Plant diversity was shown to influence the N cycle, but plant diversity effects on other nutrients remain unclear. We tested whether plant species richness or the presence/absence of particular functional plant groups influences P partitioning among differently extractable pools in soil, P concentrations in soil solution, and exploitation of P resources (i.e. the proportion of total bioavailable P in plants and soil that was stored in aboveground biomass) by the plant community in a 5-year biodiversity experiment in grassland.
The experimental grassland site established in 2002 had 82 plots with different combinations of numbers of species (1, 2, 4, 8, 16, 60) and functional groups (grasses, small non-leguminous herbs, tall non-leguminous herbs, legumes). In 2007, we determined P partitioning (Hedley) in soil of all experimental plots. We sampled plant community biomass and continuously extracted soil solution with suction plates from March 2003 to February 2007 and determined PO4-P concentrations in all samples.

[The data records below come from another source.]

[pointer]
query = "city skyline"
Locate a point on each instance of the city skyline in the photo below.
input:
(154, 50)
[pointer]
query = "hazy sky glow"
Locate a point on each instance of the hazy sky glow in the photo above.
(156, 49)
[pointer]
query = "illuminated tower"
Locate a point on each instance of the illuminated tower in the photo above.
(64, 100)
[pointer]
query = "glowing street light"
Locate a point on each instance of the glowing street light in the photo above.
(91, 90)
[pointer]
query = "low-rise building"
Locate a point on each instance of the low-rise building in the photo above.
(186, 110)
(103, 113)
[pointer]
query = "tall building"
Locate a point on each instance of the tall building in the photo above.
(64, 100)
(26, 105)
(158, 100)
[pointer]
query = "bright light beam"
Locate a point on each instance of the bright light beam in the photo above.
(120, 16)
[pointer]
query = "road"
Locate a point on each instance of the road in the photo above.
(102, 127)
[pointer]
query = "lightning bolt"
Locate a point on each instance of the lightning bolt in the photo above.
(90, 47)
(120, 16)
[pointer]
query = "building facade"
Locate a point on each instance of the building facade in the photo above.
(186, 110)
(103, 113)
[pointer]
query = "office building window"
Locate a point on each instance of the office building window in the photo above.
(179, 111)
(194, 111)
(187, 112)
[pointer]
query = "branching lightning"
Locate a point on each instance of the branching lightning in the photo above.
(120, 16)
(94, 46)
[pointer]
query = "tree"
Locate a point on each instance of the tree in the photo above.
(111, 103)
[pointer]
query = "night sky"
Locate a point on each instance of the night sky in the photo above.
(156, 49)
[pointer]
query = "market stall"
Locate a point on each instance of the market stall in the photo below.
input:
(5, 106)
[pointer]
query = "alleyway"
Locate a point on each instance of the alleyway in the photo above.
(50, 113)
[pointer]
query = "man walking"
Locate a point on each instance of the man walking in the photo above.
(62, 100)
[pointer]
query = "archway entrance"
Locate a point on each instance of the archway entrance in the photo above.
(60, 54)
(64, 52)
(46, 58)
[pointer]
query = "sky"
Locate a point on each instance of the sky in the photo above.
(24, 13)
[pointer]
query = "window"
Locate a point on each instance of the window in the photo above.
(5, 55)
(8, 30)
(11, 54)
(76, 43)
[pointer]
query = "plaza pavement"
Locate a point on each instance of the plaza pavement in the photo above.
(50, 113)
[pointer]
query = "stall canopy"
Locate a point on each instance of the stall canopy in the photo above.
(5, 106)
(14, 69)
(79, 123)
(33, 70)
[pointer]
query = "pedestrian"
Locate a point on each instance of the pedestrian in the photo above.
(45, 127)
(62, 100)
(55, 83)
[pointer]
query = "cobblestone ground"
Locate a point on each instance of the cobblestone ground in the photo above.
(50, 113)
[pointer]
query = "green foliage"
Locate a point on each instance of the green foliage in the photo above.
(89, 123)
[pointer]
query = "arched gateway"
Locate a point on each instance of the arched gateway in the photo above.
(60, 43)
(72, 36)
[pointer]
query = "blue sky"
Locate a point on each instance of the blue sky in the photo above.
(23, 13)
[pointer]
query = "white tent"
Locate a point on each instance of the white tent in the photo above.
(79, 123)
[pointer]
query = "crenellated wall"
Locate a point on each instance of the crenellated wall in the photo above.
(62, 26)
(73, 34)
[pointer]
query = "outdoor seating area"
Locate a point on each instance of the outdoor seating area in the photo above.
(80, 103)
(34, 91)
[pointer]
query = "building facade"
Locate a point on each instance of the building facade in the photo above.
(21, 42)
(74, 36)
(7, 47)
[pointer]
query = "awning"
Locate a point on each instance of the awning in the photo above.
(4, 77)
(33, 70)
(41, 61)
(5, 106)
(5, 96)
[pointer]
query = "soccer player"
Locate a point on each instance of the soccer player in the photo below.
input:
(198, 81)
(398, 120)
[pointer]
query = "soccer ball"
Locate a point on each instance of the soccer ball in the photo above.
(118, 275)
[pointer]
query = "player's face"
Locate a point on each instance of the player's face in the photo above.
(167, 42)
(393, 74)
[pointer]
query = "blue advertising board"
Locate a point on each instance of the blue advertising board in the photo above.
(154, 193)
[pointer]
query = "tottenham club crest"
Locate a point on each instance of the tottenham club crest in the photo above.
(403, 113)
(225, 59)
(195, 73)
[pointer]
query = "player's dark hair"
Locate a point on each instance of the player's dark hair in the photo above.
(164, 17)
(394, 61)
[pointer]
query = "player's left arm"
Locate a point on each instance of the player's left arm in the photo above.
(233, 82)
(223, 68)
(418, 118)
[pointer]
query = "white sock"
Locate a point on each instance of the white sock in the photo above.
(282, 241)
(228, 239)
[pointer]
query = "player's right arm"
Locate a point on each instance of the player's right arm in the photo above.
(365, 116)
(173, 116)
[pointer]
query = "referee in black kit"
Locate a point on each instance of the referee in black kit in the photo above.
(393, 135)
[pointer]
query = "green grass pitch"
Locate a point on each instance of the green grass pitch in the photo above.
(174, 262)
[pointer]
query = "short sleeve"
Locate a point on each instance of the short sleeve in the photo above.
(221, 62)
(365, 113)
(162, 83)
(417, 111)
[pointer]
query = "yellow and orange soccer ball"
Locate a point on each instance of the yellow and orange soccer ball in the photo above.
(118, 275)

The presence of legumes increased aboveground P storage in plants and decreased labile Pi concentrations in soil because of their higher demands for P associated with N2 fixation. During cold periods, readily plant-available PO4-P concentrations in soil solution increased in legume-containing mixtures likely caused by leaching from P-rich residues. We found a consistently positive effect of plant species richness on P exploitation by the plant community which was independent of the presence of particular plant functional groups. With proceeding time after establishment, plant species richness increasingly contributed to the explanation of the variance in P exploitation. Therefore, plant strategies to efficiently acquire P seem to become increasingly important in these grasslands. We conclude that diverse plant communities are better prepared than less diverse mixtures to respond to P limitation induced by continuously high atmospheric N deposition.